The U.S. Department of Veterans Affairs said on Tuesday that it may not have enough personal protective equipment (PPE) for medical staff if there is a second wave of the coronavirus pandemic, which could increase the risk of transmission.
VA Executive in Charge Dr. Richard Stone told the Senate Veterans Affairs Committee, “At the peak of the pandemic, the VA’s 170 medical centers were using 250,000 N95 masks a day, which was a ‘daunting amount.’”
Now, the VA has just a 30-day supply of masks, gowns, and other protective gear. However, the agency needs at least a 60-day supply to meet its growing demand as it starts to fully reopen its medical centers.
The VA requires at least a six-month supply to cope with the second wave of COVID-19 pandemic, Dr. Stone said.

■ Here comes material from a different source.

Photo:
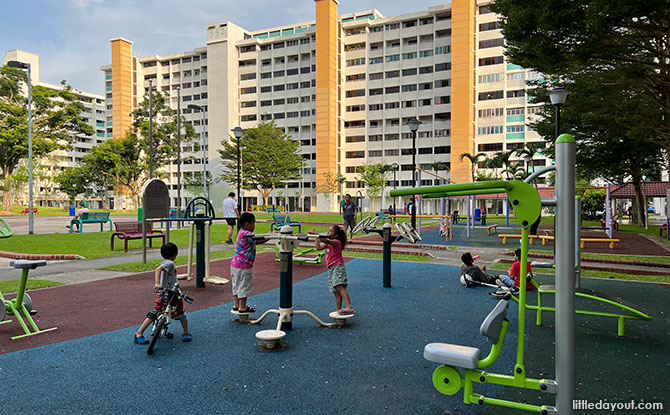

He told the committee, “A future pandemic wave may test all of us in our preparation,” according to the Associated Press.
In order to prepare for the possible second wave of coronavirus, Dr. Stone said the agency has added over 18,000 medical staff and is likely to hire more.
The department is preparing four “readiness centers” that will be stocked with PPE.
Dr. Stone also noted that the VA is currently spending $100 million a month on PPE, compared with $10 million a month before the pandemic, according to the AP.
Meanwhile, the United States has reached another dire landmark in its fight against COVID-19, with officials reporting more than 2 million confirmed cases on Wednesday. As restrictions over lockdown measures continue to ease across the nation, the officials have reported a surge in COVID-19 infections in nine states.
Over 115,000 people have died from COVID-19 in the United States, the most fatalities reported by any country. Worldwide, the virus has sickened more than 7.4 million and killed over 419,000 people so far, according to the worldometer.info.